If it seems as if too much is being made of a failed charge in a regular tour event, consider that for McIlroy, Bay Hill was really about the upcoming Masters. The firm-and-fast conditions were Augusta-like, the kind that in the past have exposed McIlroy’s relative weakness with precise distance control, consistent touch around the greens, and nerve around the hole. For all his skill with the driver, he admitted in 2012 that “if Augusta is fiery, winning there would get me closer to being a complete player, because I don’t think I’m there yet.” And though he’s finished in the top 10 in the last three Masters, he still isn’t.

World-class competitive golf remains primarily a game of avoiding mistakes. And McIlroy, compared to two players he approaches in talent—Jack Nicklaus and Tiger Woods—makes too many of them.

As everyone knows, and McIlroy tries to put out of his mind this time of year, he only needs a Masters to complete the career Grand Slam. In my opinion, if he got it, it would free him to jump another level and, indeed, become the dominant player of his era.

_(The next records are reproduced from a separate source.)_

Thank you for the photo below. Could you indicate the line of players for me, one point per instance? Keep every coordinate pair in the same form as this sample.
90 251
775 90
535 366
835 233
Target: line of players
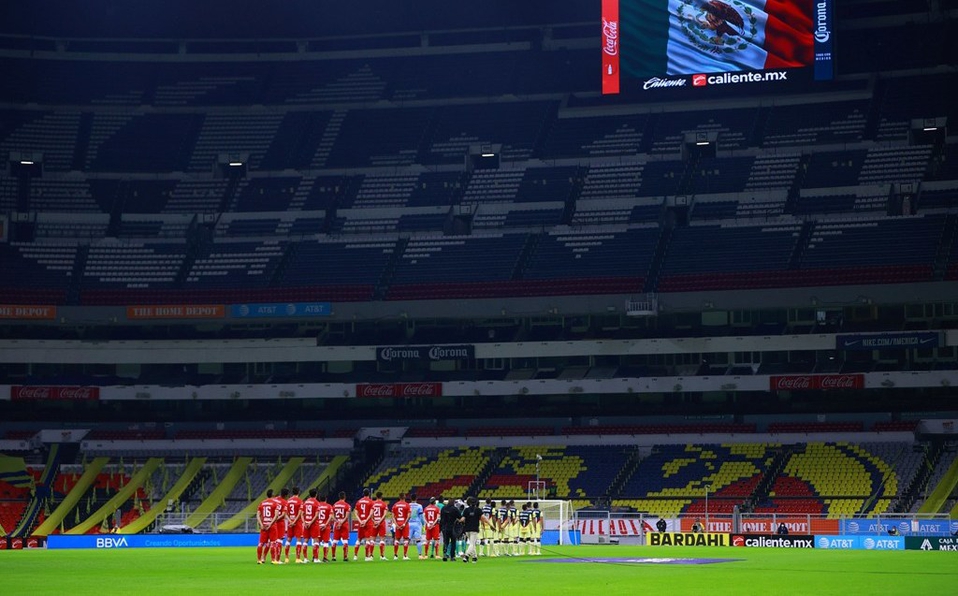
283 519
506 530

My guess is he feels similarly, which makes trying to finally get a green jacket that much harder. In his pre-tournament press conference at Bay Hill, he said, “like the people around me must hate me the week before Augusta, because I turn into someone that I don’t even like. So it’s a tough one. But look, it’s the biggest tournament of the year for me, for obvious reasons.”

Although winning at this week’s WGC-Dell Match Play would do him the most good, how McIlroy plays at Augusta this year might depend on how well he processes his finish at Bay Hill. My guess is he’ll be even more constructively critical of himself than this column was.